India, China growth to cushion deepening recession: World Bank

June 22nd, 2009 - 7:49 pm ICT by IANS  

By Arun Kumar
Washington, June 22 (IANS) Warning that the world is entering an era of slower growth, the World Bank Monday said that without India and China, the developing countries’ output would shrink 1.6 percent.

But with the two Asian engines of growth included, developing countries are expected to grow by only 1.2 percent this year, after 8.1 percent growth in 2007 and 5.9 percent growth in 2008.

India’s economy was forecast to expand 5.1 percent in 2009 and by 8.0 percent in 2010, while China’s forecast was for 7.2 percent followed 7.7 percent, according to the Global Development Finance 2009 report released Monday.

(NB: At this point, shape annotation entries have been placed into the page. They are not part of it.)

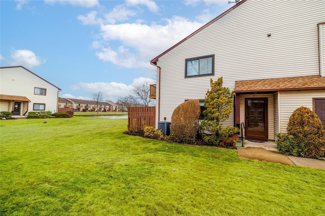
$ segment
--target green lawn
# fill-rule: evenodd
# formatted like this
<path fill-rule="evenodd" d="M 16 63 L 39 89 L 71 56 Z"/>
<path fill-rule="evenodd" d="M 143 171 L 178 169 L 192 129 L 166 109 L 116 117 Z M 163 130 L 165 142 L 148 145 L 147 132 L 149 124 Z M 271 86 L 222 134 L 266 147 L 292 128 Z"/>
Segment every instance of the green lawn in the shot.
<path fill-rule="evenodd" d="M 127 112 L 74 112 L 74 115 L 126 115 Z"/>
<path fill-rule="evenodd" d="M 0 121 L 0 215 L 325 215 L 323 170 L 129 136 L 126 124 Z"/>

The latest World Bank forecasts on gross domestic product (GDP) were published to coincide with a three-day Annual Bank Conference on Development Economics that opened Monday in Seoul.

“When China and India are excluded, GDP in the remaining developing countries is projected to fall by 1.6 percent, causing continued job losses and throwing more people into poverty,” the Bank said.

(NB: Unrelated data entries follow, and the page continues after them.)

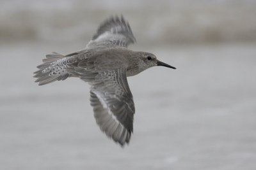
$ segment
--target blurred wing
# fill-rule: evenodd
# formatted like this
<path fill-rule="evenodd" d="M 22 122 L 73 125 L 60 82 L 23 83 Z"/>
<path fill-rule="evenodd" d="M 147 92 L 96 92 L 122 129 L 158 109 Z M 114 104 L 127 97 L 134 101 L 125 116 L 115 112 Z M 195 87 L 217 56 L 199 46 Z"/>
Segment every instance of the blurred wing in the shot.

“Global growth is also expected to be negative, with an expected 2.9 percent contraction of global GDP in 2009,” it said, warning that with the world entering an era of slower growth, a tighter and more effective oversight of the financial system would be required.

Global GDP growth is expected to rebound to 2 percent in 2010 and 3.2 percent by 2011.

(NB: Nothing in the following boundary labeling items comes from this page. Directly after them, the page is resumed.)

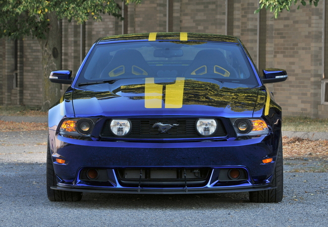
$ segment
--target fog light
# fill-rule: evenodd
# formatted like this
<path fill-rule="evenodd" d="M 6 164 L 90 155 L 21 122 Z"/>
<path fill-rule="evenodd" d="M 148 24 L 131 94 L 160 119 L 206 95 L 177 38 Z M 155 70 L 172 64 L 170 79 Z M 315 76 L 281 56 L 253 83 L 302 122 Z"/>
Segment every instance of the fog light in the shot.
<path fill-rule="evenodd" d="M 231 180 L 237 180 L 240 177 L 240 171 L 237 168 L 233 168 L 230 169 L 228 174 Z"/>
<path fill-rule="evenodd" d="M 97 169 L 90 168 L 87 172 L 87 176 L 90 180 L 95 180 L 98 178 L 99 173 Z"/>

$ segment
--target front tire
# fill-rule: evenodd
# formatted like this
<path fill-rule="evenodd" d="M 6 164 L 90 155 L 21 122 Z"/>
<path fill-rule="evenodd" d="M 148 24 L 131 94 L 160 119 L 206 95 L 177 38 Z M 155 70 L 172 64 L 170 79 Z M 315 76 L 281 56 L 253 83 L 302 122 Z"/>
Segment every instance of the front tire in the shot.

In developing countries, growth is expected to be higher, at 4.4 percent in 2010 and 5.7 percent in 2011, albeit subdued relative to the robust performance prior to the current crisis.

Amid the worst global financial and economic crisis in seven decades, the multilateral institution eight days ago lowered its outlook on global growth, to a contraction of 3.0 percent this year.

The development lender’s preceding forecast, published in late March, put developing countries’ annual growth at 2.1 percent, and at zero if China and India were excluded.

“The global recession has deepened,” said the report warning that economic damage to developing countries “has been much deeper and broader than previous crises”.

“Unemployment is on the rise, and poverty is set to increase in developing economies,” it said.